Information Access Management: Athena Software has implemented policies and procedures for authorizing access to ePHI and the databases and servers that store ePHI based on need to know and least privilege. Athena authorizes our staff to perform specific types of service requests based on expertise and security training. Athena collects and stores the names of individuals within our client organizations that are authorized to make security related requests such as service requests involving use or disclosure of PHI as well as the individual that is authorized to make technical security related requests such as Penelope update requests and ODBC access requests. Athena uses a formal authorization and logging process with respect to all services that involve the creation, viewing, deletion, transmission of ePHI as well as any requested services that require access to your database or server. (See also: Security incident tracking below.) Security awareness and training. Athena has implemented a security awareness and training program for all members of it’s workforce (including management). General awareness and customized rolebased training is provided to staff as appropriate. Periodic retraining is implemented in response to environmental or operational changes that affect the handling or security of ePHI. In addition, periodic security reminders are sent to staff to facilitate the implementation of policies and procedures, notify staff of any updates to them and implement training/retraining programs. Staff training includes topics covering staff roles in protecting against malicious software, secure password management and monitoring of log-in attempts. Additional one-on-one review is avalable as desired and a process is in place to collect feedback and provide clarification. All staff also sign a statement of understanding following training and review of relevant policies and procedures, ensuring that they not only receive training but confirm that they have understood expectations and have read and understood our policies and procedures.

Page 6 of 15

data security Each organization will also need to develop policies and procedures around creating or accessing: (i) a t t a c h m e n t s i n Penelope (which can be downloaded locally to a workstation) (ii) pivot tables and other data queries/export files (iii) information printed from Penelope. If you host your own Penelope database, you will also need to develop policies and procedures around handling of and access to backups, audit logs and the server configuration files that store access information. NOTE: user account passwords are encoded and are therefore irretrievable by anyone irrespective of access rights.

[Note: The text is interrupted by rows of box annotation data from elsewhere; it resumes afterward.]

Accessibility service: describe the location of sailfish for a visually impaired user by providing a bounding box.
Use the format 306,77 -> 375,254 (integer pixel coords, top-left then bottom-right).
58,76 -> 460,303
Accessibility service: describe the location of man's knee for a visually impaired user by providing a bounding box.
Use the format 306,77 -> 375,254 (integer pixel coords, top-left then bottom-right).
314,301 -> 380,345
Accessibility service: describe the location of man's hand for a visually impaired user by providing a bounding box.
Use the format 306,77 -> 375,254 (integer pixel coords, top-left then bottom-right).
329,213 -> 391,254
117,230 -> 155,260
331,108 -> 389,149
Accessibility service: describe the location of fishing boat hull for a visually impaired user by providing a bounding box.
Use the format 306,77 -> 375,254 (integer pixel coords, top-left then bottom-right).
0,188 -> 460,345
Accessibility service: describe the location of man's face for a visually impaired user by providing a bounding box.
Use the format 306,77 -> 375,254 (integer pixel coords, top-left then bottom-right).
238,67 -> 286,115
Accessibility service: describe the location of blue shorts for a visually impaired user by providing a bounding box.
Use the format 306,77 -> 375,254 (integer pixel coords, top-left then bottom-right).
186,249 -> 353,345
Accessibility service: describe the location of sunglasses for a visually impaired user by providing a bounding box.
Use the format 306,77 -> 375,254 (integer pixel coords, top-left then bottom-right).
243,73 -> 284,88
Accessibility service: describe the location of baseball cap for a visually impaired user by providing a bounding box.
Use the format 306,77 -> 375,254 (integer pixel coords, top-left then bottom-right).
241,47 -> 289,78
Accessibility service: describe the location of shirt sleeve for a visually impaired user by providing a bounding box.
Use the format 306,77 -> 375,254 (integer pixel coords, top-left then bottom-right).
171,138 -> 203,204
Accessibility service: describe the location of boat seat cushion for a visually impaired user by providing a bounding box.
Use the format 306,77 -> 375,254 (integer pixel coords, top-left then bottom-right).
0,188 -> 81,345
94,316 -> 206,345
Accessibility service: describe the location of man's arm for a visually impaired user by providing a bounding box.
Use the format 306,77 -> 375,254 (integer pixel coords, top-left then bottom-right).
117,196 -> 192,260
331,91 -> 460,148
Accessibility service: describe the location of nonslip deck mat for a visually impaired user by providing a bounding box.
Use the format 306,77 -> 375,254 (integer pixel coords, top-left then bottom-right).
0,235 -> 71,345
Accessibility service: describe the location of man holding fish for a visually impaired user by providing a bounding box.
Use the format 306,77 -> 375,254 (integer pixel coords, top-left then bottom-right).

Security incident procedures: Athena has implemented security incident policies and procedures that include detailed logging of all actual and suspected incidents with breach risk assessment and compliance reporting where applicable as per the specifications in the HIPAA omnibus rule. Athena’s security incident tracking includes (but is not limited to) logging of all uses and disclosures of ePHI to or by Athena whether authorized or not. Provisions within Penelope applicable for your staff training and awareness program: Part of your staff training and awareness program will include providing best security practice information about creating and protecting secure passwords, avoiding malware, workstation security and login monitoring among other topics. In addition to the information provided elsewhere in this document, users should be made aware that Penelope monitors all login/logout activity and tracks unsuccessful login attempts. Users are locked out after 5 unsuccessful attempts and accounts must be unlocked by a system administrator. All log-in attempts are logged in the stdout audit log and the user access audit log. Contingency Planning. Athena has developed emergency response and disaster recovery policies and procedures for both nonadversarial (e.g. natural disaster) and adversarial (e.g. vandalism) threats to ePHI stored in databases at our hosting facilities.The policies and procedures include ER/DR exercises with test databases to ensure team readiness in the face of an emergency resulting from a variety of scenarios and an emergency mode operation plan to ensure business continuity in the face of disruption or disaster. Daily backups of all databases and attachment directories are stored at a secure co-location 4000km from the production site.. Athena’s ER/DR plan is reviewed annually as part of our annual risk assessment and also on an ongoing basis in response to any applicable system changes. For selfhosted clients, this standard is the responsibility of the party that maintains the server. Athena is not responsible for maintaining server security or contingency planning. However, Athena does provide information and advice about taking proper Penelope backups and restoring from a backup. Page 7 of 15

data security

secure well supported

high performing reliable minimal setup costs ‣ all you need to access the system is a web browser (like Internet Explorer or Firefox) ‣ there is nothing else to install for users no data cache is left on any workstation ‣ no touch screen devices are required (but can be used if desired) ‣ excellent reliability / uptime and outstanding performance ‣ system can be configured to encrypt all data in transit using SSL ‣ backups can be done online / while system is in use ‣ ask for a spec sheet on our top tier data centers

Periodic technical and nontechnical evaluation: Athena’s risk management framework identifies security officials within each business unit responsible for ongoing monitoring of compliance, impact and effectiveness of privacy and security policies and procedures that are developed by the risk management team. Periodic feedback is provided to the risk management team and incorporated into the annual risk assessment unless more immediate action is deemed appropriate by the team. In addition, all technical changes made by Athena through component upgrades, server environment changes, network configuration and Penelope enhancements are evaluated for their impact on the security of ePHI. Business associate contracts: Athena provides all U.S. clients that are covered entities under HIPAA with a Business Associate Agreement updated as per the requirements of the HIPAA omnibus rule. Organizations can also provide their own BA Agreement for Athena to review. It is the responsibility of each organization that is a Covered Entity under HIPAA to ensure that there is a Business Associate Agreement in place with Athena where required.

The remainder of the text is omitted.